2000年,21岁的严屹宽被上海一个富婆看上,富婆提出用1个亿包养他,日后不用努力就能够得到想要的一切,面对这样的诱惑,严屹宽陷入了两难的境地,三天后他做出了一个决定。
很多人都觉得严屹宽这张脸长得太好看了,好看到甚至成了一种烦恼。当年他被贴上“天涯四美”的标签,很多导演找他拍戏,看中的都不是他的演技,而是他那张能带来收视率的脸。
他就像被钉在“花瓶”这个词上,怎么都挣脱不掉。为了证明自己不只是长得好看,他开始近乎自虐一样地去拍戏,《水浒传》里演燕青,所有的打戏都自己上,肩膀脱臼了也硬扛着,《隋唐演演义》里演秦琼,零下二十度的天气穿着四十斤重的铠甲,胸口都冻出了一片冻疮。

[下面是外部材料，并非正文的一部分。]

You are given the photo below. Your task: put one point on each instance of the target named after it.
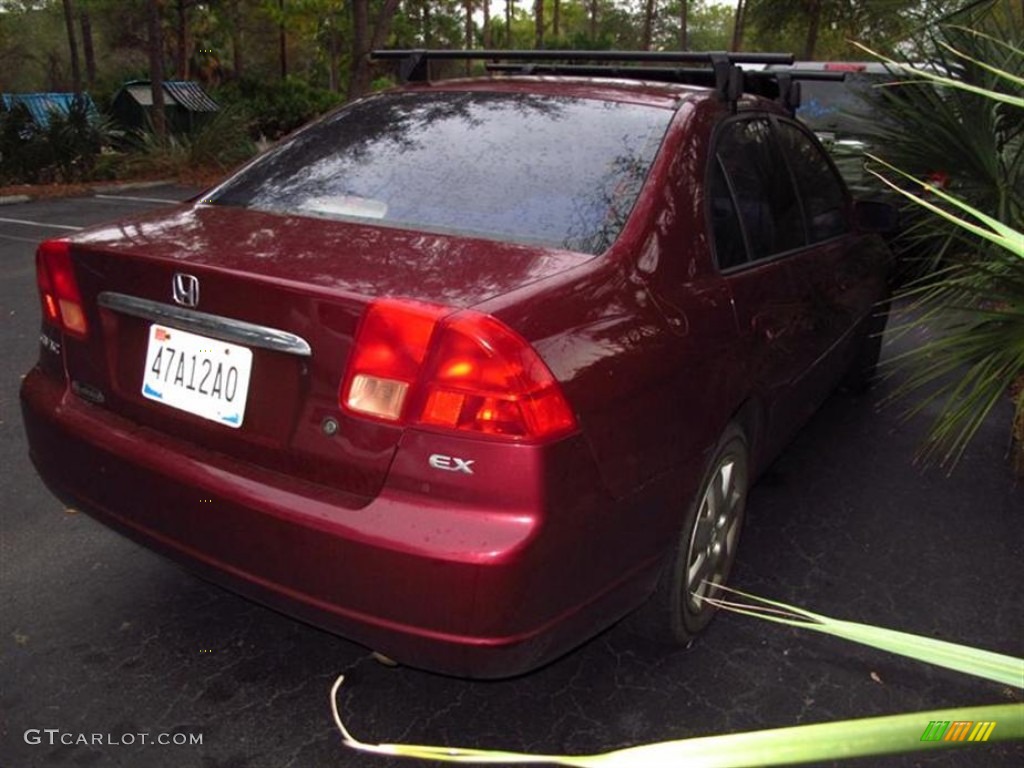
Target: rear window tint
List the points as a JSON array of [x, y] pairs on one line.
[[527, 168]]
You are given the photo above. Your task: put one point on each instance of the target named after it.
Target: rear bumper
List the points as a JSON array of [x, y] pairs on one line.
[[454, 588]]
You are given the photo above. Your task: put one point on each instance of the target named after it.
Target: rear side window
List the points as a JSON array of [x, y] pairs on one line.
[[820, 189], [527, 168], [762, 188]]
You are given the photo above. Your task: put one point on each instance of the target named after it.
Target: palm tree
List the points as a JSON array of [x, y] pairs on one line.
[[971, 224]]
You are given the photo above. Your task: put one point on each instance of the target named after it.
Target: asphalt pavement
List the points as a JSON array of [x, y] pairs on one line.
[[102, 637]]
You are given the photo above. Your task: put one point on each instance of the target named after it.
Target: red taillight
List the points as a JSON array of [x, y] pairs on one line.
[[61, 301], [466, 372], [387, 357]]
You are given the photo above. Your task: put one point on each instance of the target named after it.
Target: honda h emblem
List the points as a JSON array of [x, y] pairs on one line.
[[185, 289]]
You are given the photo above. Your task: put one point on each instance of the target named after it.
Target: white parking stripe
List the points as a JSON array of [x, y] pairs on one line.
[[41, 223], [135, 200], [19, 240]]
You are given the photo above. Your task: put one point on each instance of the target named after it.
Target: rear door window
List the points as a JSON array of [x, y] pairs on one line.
[[762, 188], [530, 168], [820, 189]]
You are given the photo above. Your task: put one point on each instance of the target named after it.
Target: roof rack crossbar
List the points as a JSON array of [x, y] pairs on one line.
[[415, 59], [720, 70]]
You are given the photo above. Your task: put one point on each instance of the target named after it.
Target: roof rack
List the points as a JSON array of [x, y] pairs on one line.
[[721, 71]]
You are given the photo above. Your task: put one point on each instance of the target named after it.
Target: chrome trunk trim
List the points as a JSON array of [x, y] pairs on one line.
[[224, 329]]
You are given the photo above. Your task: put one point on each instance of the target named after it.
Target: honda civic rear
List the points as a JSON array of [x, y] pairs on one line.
[[301, 386]]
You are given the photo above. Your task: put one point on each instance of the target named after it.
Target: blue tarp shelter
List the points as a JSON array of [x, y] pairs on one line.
[[41, 104]]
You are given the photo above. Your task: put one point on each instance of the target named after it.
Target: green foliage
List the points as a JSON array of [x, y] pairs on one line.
[[220, 144], [274, 109], [67, 148], [889, 734], [975, 142], [972, 309]]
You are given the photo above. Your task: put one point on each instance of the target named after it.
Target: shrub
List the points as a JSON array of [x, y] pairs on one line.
[[278, 108]]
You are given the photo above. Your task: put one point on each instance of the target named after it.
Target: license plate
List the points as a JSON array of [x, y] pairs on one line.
[[205, 377]]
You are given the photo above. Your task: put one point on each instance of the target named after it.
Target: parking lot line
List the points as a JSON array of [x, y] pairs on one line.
[[19, 240], [135, 200], [40, 223]]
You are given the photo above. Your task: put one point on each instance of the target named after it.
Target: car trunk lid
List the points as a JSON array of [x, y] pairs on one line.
[[288, 290]]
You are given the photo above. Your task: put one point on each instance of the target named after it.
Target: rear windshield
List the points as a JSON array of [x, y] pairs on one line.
[[839, 107], [526, 168]]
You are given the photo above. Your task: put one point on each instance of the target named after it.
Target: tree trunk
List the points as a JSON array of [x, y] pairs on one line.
[[182, 48], [648, 24], [683, 42], [76, 73], [334, 54], [539, 24], [283, 38], [737, 28], [469, 34], [363, 42], [814, 22], [426, 28], [236, 34], [87, 50], [157, 70]]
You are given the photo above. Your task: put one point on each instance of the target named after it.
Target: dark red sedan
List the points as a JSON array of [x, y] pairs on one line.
[[469, 370]]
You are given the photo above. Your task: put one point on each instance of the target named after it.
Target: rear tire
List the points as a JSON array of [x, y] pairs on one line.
[[706, 550]]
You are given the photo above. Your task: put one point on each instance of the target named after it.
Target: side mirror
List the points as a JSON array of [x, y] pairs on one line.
[[872, 216]]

有个导演开玩笑说他,长这么帅干嘛还这么拼命,他笑着回答,脸是父母给的,戏是自己挣的。 他这么拼,不仅仅是为了演好一个角色,更像是在向二十多年前的一件事证明些什么。
时间回到二零零零年,那时候他才二十一岁,还叫严宽,一个人坐在上海老弄堂的旧房子里弹着钢琴。当时圈子里都在传一件事,说有个富婆开价一个亿要包养他,条件是退圈十年,随叫随到。
一个亿在当时是什么概念,他家为了供他学琴,曾经借过七千块的巨款,他妈妈还当掉了自己的戒指,他从上戏毕业后在话剧中心工作,一个月工资才一千二百块。现在只要点个头,八个零就能到账。 他纠结了整整三天,最后还是把那份合约推开了。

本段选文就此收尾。